For several reasons. There was a closeness, a sisterhood not all teams possess. There was the record. Seasons of 25 wins don’t come along regularly. In junior college, careers zip by in an eye-blink, just two years. Most of the players were sophomores who worked to assimilate last year and lived up to their potential this year.

Unselfishness was a trait characterizing the Trappers. In any given game a different player led the team in scoring. There was no dominant individual.

The top scorer was Dallas Petties, whose average was 10.1 points a game. In some of the Trappers’ higher scoring games 13 different players scored.

Northwest’s season ended in Casper with a loss to Western Nebraska in the Region IX semifinals. At that point in the year it is one-and-done if the outcome starts with an L.

“I can’t believe it’s over,” said Petties, a 6-foot center from Denver. “It’s the last time I get to wear a Northwest jersey.

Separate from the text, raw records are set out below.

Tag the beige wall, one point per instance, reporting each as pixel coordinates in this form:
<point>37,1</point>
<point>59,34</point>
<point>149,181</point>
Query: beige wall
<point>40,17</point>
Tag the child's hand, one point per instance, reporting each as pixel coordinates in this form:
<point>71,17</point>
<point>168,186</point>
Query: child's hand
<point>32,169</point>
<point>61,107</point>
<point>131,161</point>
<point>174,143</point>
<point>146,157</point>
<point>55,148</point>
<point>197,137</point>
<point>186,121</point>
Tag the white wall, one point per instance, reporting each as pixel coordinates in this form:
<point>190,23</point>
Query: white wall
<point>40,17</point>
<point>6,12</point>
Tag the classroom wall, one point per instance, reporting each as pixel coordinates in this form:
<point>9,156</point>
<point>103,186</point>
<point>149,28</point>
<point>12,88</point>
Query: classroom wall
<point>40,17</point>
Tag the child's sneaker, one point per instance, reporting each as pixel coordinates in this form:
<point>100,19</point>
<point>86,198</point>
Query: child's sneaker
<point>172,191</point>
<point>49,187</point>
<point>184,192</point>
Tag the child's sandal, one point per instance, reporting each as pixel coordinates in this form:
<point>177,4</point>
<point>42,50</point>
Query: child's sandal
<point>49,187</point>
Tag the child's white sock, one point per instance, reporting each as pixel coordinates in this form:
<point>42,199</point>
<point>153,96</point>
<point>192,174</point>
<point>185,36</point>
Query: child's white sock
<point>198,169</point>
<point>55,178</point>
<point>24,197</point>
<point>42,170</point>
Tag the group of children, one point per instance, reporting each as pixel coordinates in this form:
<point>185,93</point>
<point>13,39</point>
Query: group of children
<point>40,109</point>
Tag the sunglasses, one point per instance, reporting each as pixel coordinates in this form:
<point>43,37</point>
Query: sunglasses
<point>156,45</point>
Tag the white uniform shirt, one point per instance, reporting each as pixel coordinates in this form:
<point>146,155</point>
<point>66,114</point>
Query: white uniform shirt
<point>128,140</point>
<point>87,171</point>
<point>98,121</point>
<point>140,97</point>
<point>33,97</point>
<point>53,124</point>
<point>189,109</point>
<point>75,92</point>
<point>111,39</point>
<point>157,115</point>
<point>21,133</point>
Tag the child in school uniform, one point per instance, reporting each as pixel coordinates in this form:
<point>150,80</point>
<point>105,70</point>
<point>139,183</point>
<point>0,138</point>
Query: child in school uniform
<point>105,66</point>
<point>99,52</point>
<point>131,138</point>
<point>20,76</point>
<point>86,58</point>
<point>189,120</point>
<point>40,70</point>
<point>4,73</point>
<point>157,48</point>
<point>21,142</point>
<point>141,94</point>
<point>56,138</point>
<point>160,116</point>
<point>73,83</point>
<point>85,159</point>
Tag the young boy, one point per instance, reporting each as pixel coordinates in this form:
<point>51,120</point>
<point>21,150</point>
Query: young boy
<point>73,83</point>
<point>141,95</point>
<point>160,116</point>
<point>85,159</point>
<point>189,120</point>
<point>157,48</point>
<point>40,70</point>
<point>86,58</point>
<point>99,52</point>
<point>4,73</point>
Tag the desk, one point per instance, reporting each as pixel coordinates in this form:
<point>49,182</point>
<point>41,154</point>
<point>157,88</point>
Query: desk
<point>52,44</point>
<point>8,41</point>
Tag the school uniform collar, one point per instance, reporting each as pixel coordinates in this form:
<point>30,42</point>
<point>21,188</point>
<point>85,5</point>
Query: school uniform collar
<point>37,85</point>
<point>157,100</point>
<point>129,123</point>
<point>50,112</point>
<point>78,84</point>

I’m not ready to be done.”

It was a pass-the-Kleenex-moment as the players trickled out of that locker room. Tears still flowed for some.

Throughout the season, the team gathered weekly for bonding activities away from the court. Not every team wants to see the others away from the field, lest fist-fights break out.

There were famous New York Yankees and Oakland Athletics teams that didn’t seem to like one another much, but won anyway. Some years ago it was said the Boston Red Sox players were so estranged from each other they took 25 different cabs away from the park after a game.

Not so the Trappers. This group would be more likely to help out with extra rides to out-of-the-way places.

“I’m going to miss this so much,” sophomore Dani McManamen said. “This was such a great experience.”

This was the winningest team in Beal’s nine years as coach and that alone makes it memorable, if only in stark numbers.

“They are a special group,” Beal said.

Through her eyes what helped define the team was how players bought into the idea of “team over self, we over me.”

Yes, there were games when a baker’s dozen Trappers thrust their names into the box score, but not every game. Inevitably, even where minutes are somewhat democratically distributed, certain players get more playing time than others, certain players are more likely to pick up splinters on the bench than others.

Sure, players care about opportunity, but to watch Northwest all season, it seemed it had the most enthusiastic bench in the country, cheering the little things, erupting for the big things.

Neither fans nor statisticians really measure how long or loudly a bench cheers, so that is mostly perception.

Only this was something Beal noticed – and referees too. Beal said she was told by officials more than ever before “My team needs to sit down faster after they celebrate.”

Whoever heard of such a thing: A team being warned it could receive a technical foul for generous teammate support?

So the Trappers had depth of emotion as well as depth on the court.